14 Main Street, Tarrytown:
The Taco Project, in Tarrytown, serves a popular chicken tortilla soup. Sauteed carrots, onion and celery infuse chicken stock, complemented by tomato paste and Mexican spices. Tortillas get blended in to thicken the soup, then shredded chicken is added. Served with guacamole, queso fresco, cilantro, radish, and crumbled tortilla chips on top (plus an extra helping of chips), it’s popular for a reason!
Red bean soup is often a special offering; also based on home-made chicken broth enlivened by sauteed vegtables, spices, and fesh cilantro on top. It comes with chips as well. And don’t forget to imbibe a rich, cinnamony Mexican hot chocolate this winter – it’s the perfect antidote for winter’s chill.

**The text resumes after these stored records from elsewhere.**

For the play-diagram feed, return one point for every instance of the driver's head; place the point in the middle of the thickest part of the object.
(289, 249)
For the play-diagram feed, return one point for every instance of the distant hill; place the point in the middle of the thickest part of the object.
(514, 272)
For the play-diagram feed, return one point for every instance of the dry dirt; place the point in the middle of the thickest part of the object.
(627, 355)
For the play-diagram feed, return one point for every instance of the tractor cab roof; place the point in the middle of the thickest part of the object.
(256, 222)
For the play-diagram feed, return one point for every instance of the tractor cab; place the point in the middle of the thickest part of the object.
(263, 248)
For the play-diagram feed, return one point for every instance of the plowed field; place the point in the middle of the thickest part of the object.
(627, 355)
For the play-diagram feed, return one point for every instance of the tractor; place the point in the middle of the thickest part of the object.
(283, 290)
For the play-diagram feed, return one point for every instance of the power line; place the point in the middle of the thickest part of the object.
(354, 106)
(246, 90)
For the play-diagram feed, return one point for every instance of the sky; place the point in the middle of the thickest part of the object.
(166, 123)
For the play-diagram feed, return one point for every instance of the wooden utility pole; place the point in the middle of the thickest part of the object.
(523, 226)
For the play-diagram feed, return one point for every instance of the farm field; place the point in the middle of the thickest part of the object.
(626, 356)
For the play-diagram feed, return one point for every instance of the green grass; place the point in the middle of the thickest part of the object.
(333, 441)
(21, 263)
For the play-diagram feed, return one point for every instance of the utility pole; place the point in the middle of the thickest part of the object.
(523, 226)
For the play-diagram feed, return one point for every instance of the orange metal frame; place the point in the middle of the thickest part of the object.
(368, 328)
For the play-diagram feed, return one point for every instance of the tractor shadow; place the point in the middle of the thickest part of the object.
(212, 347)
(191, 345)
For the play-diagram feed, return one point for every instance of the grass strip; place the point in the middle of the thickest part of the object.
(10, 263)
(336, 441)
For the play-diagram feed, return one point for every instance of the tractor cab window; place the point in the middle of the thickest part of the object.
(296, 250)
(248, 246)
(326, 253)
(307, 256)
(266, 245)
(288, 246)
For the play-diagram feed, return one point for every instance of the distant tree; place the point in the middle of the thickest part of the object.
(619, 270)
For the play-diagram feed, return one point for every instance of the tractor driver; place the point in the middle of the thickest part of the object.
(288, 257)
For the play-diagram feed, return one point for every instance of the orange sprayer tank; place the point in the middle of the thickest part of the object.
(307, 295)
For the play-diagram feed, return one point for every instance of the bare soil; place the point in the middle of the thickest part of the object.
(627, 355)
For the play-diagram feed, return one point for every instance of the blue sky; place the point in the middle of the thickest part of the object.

18 Main Street, Tarrytown:
Tarry Tavern and The Eatarry are justly famous for their ribollita, the classic Italian bread soup, Homemade vegetable stock is chock-ablock- filled white beans, roasted garlic, potatoes, carrots and celery and is served with freshly grated parmgiana-reggiano and fruity olive-oil. The taste is divine and comfort abounds.
Try Henry Cabrale’s popular chestnut/celery root soup, another vegetable stock based wonder, enriched with with honey and black truffle oil. His “mac and cheese” is like no other. Mascarpone and parmesan, rich susbstitutes for common cheddar, are melded into perfectly cooked pasta, topped off with crabmeat and toasted bread crumbs…..mmmmm……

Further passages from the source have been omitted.